[timeless]

i'm studying for the acs test i have on monday and came across this question:

which structures would be classified as aromatic:


A) I, II, III
B) II and III only
C) I and II only
D) I and III only

the answer is given to be A, I, II, and III.
but i thought the qualifications to be aromatic are:
1. completely conjugated cyclic compound (which they are)
2. follows huckels rule (which they do)
3. flat molecule
4. NO NONBONDING ORBITALS
that means that III should not be in the answers because if u draw it with one corner pointing down, and do MO theory, there are bonding sites on the zero of energy.

so... ?

[Yggdrasil]

If you move the plus sign to the other carbon with no double bonds on III, it be aromatic.  Although it does have two nonbonding orbitals, it just has 6 pi electrons, so none of the electrons will occupy the nonbonding orbitals.  If the molecule had two extra electrons, it would be antiaromatic since the electrons would each occupy a nonbonding orbital, creating a diradical species, which is highly unfavorable.

[timeless]

ooo ok. so it doesn't matter that there are bonding SITES on the zero of energy, so long as there are no ELECTRONS in the bonding sites. if there was, then it would be NONaromatic...

yah?

[Yggdrasil]

Yup, that is correct.

[timeless]

hrm... that's really weird because i have it written in my notes many times that it's not aromatic if there's bonding SITES on the zero of energy. i've also tried to look aromaticity online and there aren't anything that says that that is one of the rules. just that everything has to be flat, p orbitals have to be parallel, huckel's rule and obviously cyclic. i'll ask my professor tmrw before i take the acs test. thanks

[Yggdrasil]

Yeah, I've never heard of a rule preventing there from being empty nonbonding orbitals.  That's certainly not one of the rules listed in my organic chem text (Brown and Foote).

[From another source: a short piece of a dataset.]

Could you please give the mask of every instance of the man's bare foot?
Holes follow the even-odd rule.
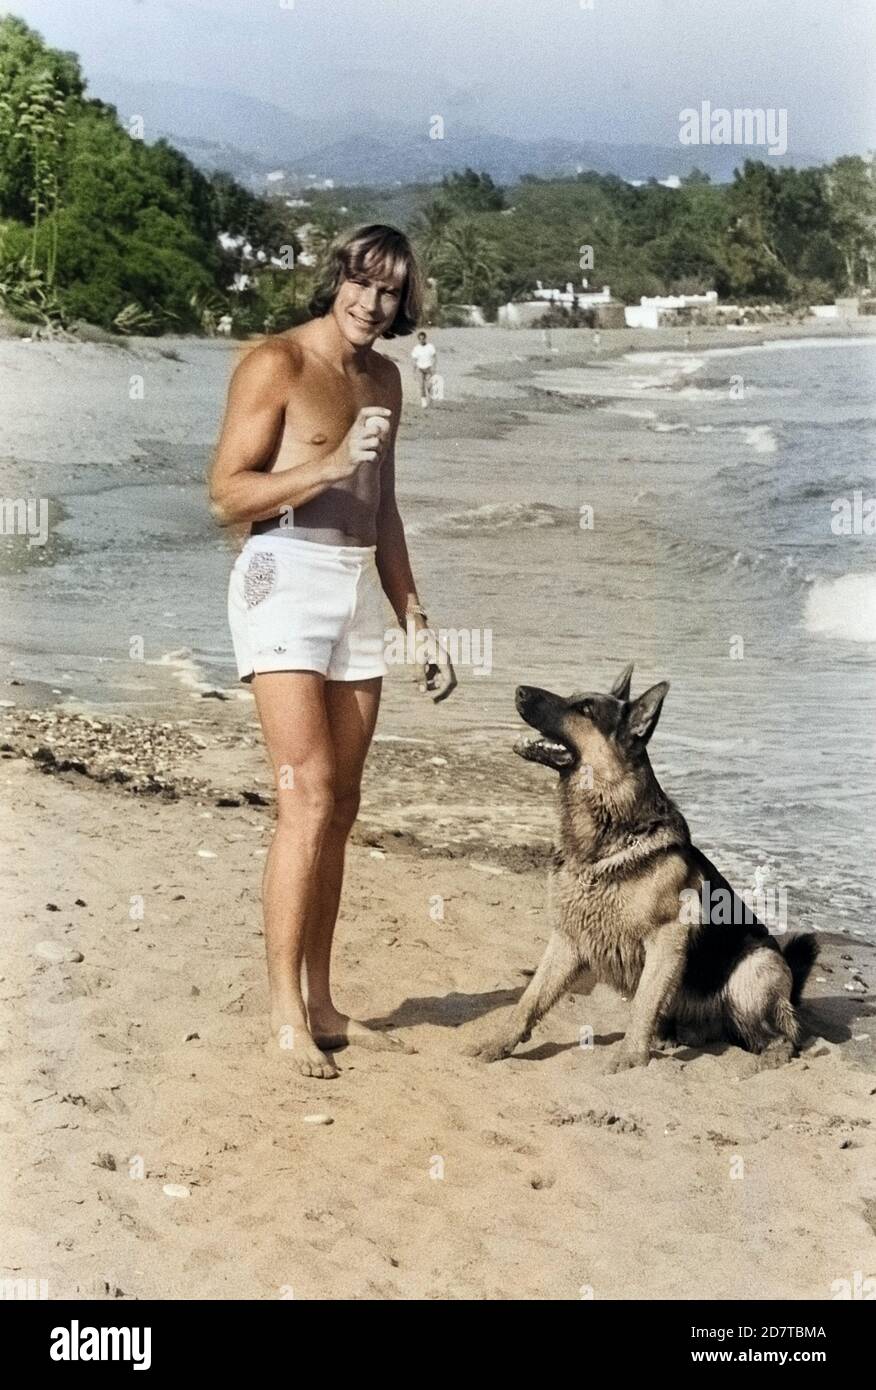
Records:
[[[370,1047],[373,1052],[416,1052],[416,1048],[402,1042],[392,1033],[379,1032],[368,1028],[355,1018],[329,1009],[324,1013],[309,1011],[310,1031],[320,1047]]]
[[[265,1045],[271,1057],[291,1062],[302,1076],[316,1076],[329,1081],[337,1076],[338,1069],[331,1057],[317,1047],[303,1024],[271,1024],[271,1037]]]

Anyway, good luck on your test.

[kelaklub]

Just out of curiousity, but how is the third structure conjugated when conjugation is defined as double bonds being seperated by one single bond. The leftmost double bond has more than one single bond seperating it on both sides from the next double bond.

[Yggdrasil]

The left-most double bond is adjacent to two carbocations (note the structure is drawn incorrectly since the second formal charge should be on the carbon with no double bonds and not on one of the double bonds).  Carbocations have empty p-orbitals which are capable of forming a conjugated pi system.  So conjugation doesn't necessarily require double bonds being separated by one single bond; all it requires is adjacent atoms with parallel p-orbitals.